Nonostante l’ottimo livello tecnico dei protagonisti, in questa recita tutti appartenenti al Corpo di Ballo del Teatro (il primo cast presentava due ballerini ospiti, noti per la partecipazione al programma televisivo Amici di Maria De Filippi, si legge sempre dal programma di sala), ossia Francesca Davoli (Cinderella), Alessandro Cascioli (Principe), Giorgia Leonardi e Alessia Pollini (Sorellastre) e Andrea Mocciardini (come matrigna en-travesti), l’impatto emotivo della serata rimane azzoppato da una drammaturgia non risolta, così come irrisolto rimane lo spettacolo nella sua cifra complessiva tra le scene (metafisiche) di Fabrizio Monteverde e i costumi poco accattivanti di Santi Rinciari.

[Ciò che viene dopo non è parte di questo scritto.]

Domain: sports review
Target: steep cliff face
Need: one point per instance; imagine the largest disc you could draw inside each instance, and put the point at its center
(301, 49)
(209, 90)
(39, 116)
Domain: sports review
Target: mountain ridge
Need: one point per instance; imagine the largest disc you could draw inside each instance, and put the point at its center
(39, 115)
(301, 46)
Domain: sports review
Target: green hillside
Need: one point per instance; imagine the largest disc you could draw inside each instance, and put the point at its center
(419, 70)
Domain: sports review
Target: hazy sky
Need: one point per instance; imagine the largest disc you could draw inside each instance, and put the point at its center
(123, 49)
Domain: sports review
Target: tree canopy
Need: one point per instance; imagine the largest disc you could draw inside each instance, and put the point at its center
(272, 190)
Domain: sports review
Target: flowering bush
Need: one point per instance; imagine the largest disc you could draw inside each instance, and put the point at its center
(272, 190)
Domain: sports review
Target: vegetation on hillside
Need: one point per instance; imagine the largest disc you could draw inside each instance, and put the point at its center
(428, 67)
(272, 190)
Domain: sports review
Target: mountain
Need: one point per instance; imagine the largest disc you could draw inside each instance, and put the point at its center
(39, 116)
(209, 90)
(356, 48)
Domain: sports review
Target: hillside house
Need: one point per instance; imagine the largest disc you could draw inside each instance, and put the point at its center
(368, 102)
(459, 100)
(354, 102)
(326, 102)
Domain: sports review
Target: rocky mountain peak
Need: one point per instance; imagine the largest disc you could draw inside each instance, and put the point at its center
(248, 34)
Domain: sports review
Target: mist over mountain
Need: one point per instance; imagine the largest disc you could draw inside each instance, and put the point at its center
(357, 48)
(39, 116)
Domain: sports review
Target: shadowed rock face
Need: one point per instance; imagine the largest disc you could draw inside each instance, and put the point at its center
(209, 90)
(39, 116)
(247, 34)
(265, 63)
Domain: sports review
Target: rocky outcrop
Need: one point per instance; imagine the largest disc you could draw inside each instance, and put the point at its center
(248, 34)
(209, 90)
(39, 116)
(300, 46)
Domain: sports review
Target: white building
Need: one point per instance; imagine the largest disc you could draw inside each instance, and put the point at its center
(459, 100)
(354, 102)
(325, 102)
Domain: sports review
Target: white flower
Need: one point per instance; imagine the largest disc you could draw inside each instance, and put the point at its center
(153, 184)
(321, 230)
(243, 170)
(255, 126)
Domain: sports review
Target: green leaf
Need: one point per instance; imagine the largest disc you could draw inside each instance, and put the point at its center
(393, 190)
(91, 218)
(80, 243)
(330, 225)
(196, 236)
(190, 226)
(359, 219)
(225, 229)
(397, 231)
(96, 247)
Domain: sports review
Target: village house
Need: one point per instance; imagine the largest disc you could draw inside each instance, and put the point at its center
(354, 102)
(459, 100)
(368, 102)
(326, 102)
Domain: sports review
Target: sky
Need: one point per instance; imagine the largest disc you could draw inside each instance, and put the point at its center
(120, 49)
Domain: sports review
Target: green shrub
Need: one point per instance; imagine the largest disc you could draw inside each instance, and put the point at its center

Né risolleva le cose il tipo di suono che sale su dalla buca: nonostante Ignazio Maria Schifani sia tra gli specialisti più interessanti in circolazione nell’ambito della musica antica, oltre ad essere docente in quell’oasi felice per la musica barocca che è il Conservatorio di Palermo e nonostante egli si spenda non poco a suggerire per tutta la serata il giusto fraseggio, traspare specie tra gli archi una sostanziale estraneità alla precisione e all’articolazione plastica del suono che questo repertorio esigerebbe; sicché, sorvolando sul solo dell’allegro del Concerto op.6 n. 6 che certo non si è coperto di gloria, le cose migliori della serata dal punto di vista musicale si sentono nel Concerto op.6 n.5 (sia l’Adagio che il Presto dislocati in punti diversi del secondo atto) e nelle arie tratte da opere. Carmen Gheggi è molto espressiva in una delle tante tappe della mimesi di “Lascia ch’io pianga” che, già presente nel Trionfo del Tempo e del Disinganno, qui ascoltiamo in una delle ultime riscritture come “Pena tiranna” dall’Amadigi di Gaula; lo è un po’ meno in “Cara sposa”, rimanendo pur sempre plausibile. Così come plausibile è Claudia Munda, impegnata in un’aria dal Riccardo primo oltre che nei trilli di “Placa l’alma” dall’Alessandro in duetto con il luminosissimo timbro di Valentina Vitti, a cui si deve il momento più poetico della serata con “Se pietà di me non senti” dal Giulio Cesare a chiusura del primo atto.
Il pubblico non è parso molto convinto agli applausi finali, ed ancora ignaro del fatto che Fabrizio Monteverde ritornerà con la sua versione di Bolero con “colonna sonora” di Ravel il 4 agosto prossimo al Teatro di Verdura.